Chinese germ-line editing gives HIV-resistance

Danny Panken, Contributor

Courtesy of Getty Images/iStockphoto

Overnight, the cost for gene editing was slashed by 99%, and the time it takes to conduct such gene editing experiments has dropped on the scale of years to weeks. Due to this severe cut in cost and time, just about any lab can conduct genetic-based research experiments.

Bacteria and viruses (or bacteriophages) have been killing each other for around 3.5 billion years, and in the everlasting battle, researchers have found a scientific breakthrough. The breakthrough was due to the discovery and application of CRISPR and the protein Cas9.

CRISPR is essentially a DNA archive used by bacteria that stores the DNA of any virus that is killed trying to take over the bacteria. Then the bacteria uses a protein called Cas9, which will match all foreign DNA that the protein comes in contact with stored in the CRISPR viral DNA library and destroys all DNA with a 100% match. The CRISPR revolution began when researchers discovered the extremely precise DNA cutting ability of CRISPR was programmable down to the individual base pairs that make up all DNA.

Another reason that CRISPR is a breakthrough technological advancement is its ability to work in live cells to turn genes off and on. This is useful as researches can monitor proteins created by the genes as well as other functions of the cell to determine how each specific gene will function in a live cell. Finally, the versatile use of CRISPR from microorganisms to plants and animals opens new avenues of research that have never been possible before.

In the past year, a biophysicist at Southern University Science and Technology in Shenzhen, China has faced extensive criticism and condemnation after revealing the use of CRISPR technology to make the first gene-edited babies with an induced HIV resistant mutation. The ethical concerns raised with this use of the CRISPR technology to edit germ-line cells are tied into the permanence of such changes on the child.

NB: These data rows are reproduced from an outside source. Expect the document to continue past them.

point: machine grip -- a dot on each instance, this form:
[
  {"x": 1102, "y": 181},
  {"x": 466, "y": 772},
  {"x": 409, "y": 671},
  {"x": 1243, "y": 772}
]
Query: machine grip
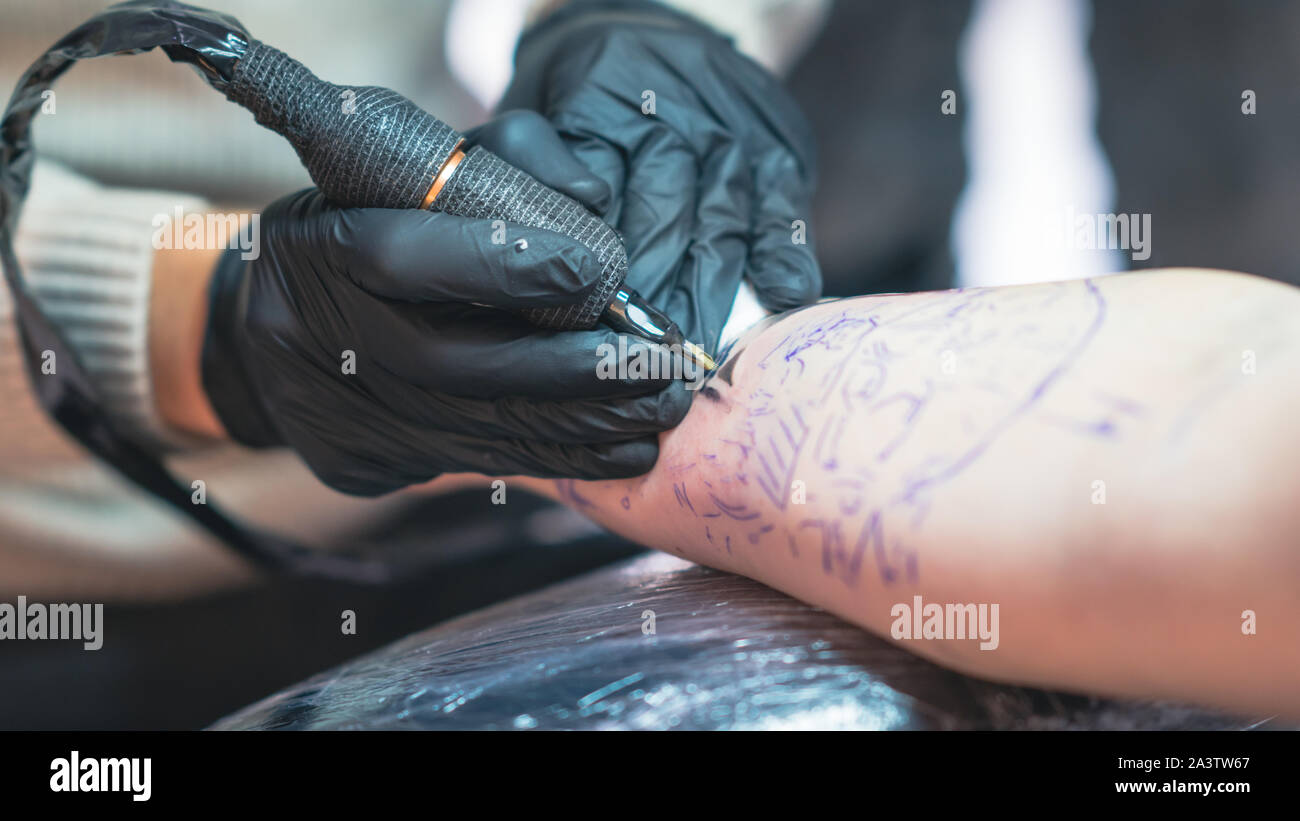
[{"x": 372, "y": 147}]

Although gene editing can be completed in one cell to see the effects, germ-line editing affects every single cell in the body and will change them permanently, including effects on future generations. Another concern from the scientific community is the misuse of such a breakthrough technology. Any germ-line editing comes with a lot of ethical concerns, and using such invasive techniques to treat a manageable disease where those affected can still live a long life is questionable.

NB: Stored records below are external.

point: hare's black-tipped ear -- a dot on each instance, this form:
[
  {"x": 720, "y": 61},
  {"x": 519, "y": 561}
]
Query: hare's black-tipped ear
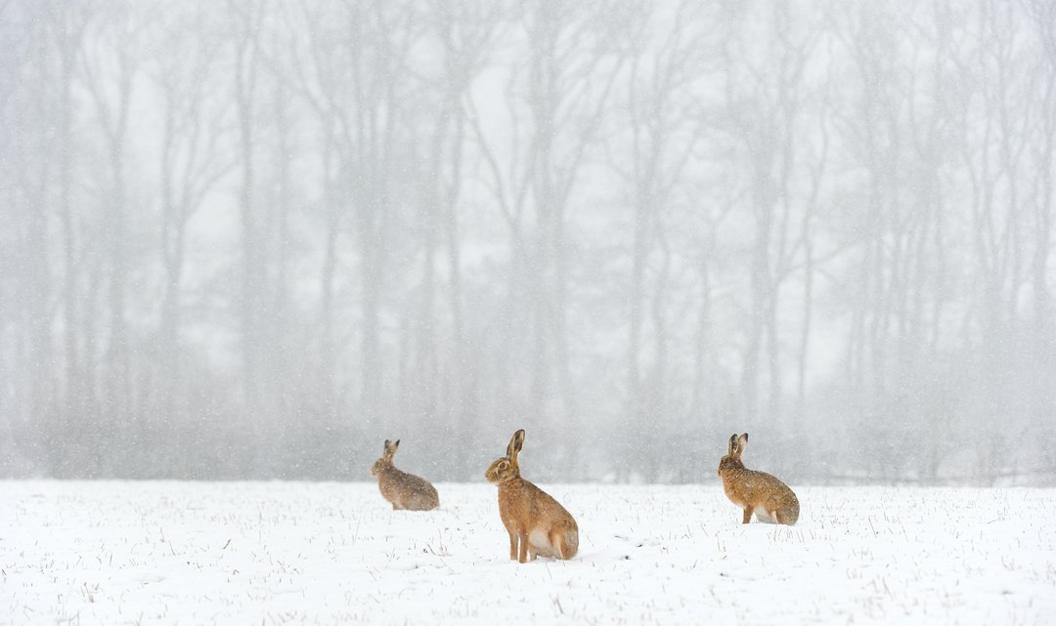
[{"x": 516, "y": 442}]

The edited gene is called CCR5, and the mutation introduced disables it. The CCR5 gene encodes a protein that allows HIV to enter immune cells where the disease can reprogram the immune system to essentially become invisible and permanent. The gene was edited to mimic a naturally occurring mutation where CCR5 is not functional, but along with some HIV resistance, the mutation also has some nasty side effects.

A study published in Nature showed that people who have two disabled copies of the CCR5 gene are 21% more likely to die before the age of 76 and face increased susceptibility to influenza and West Nile virus.

Concerns of unseen adverse side effects in genetic editing have kept it for the most part away from human testing, as explained by Alcino Silva, a neuroscientist at the University of California in Los Angeles.

It is foolhardy at this point to go ahead and start mutating genes in humans

— Alcino Silva

“It is foolhardy at this point to go ahead and start mutating genes in humans,” he explained while talking to Nature. “No matter how well-intentioned we may be when we design these genetic manipulations, we simply don’t know enough to be doing this at this time.” Silva’s team have studied some aspects of the CCR5 gene and have shown its linkage to a longer lifespan as well as improved learning abilities in mice.

They have also observed a faster recovery in people who have suffered strokes who lack a functional CCR5 gene. Silva compares the disabling of genes to removing the breaks from a car.

“The car would go a lot faster, but the risk and harm would be higher,” he explains. “Evolution has worked hard to give us the genes we need.”

Our understanding of the genes with important medical applications still has a long way to go before germ-line mutations should even be considered.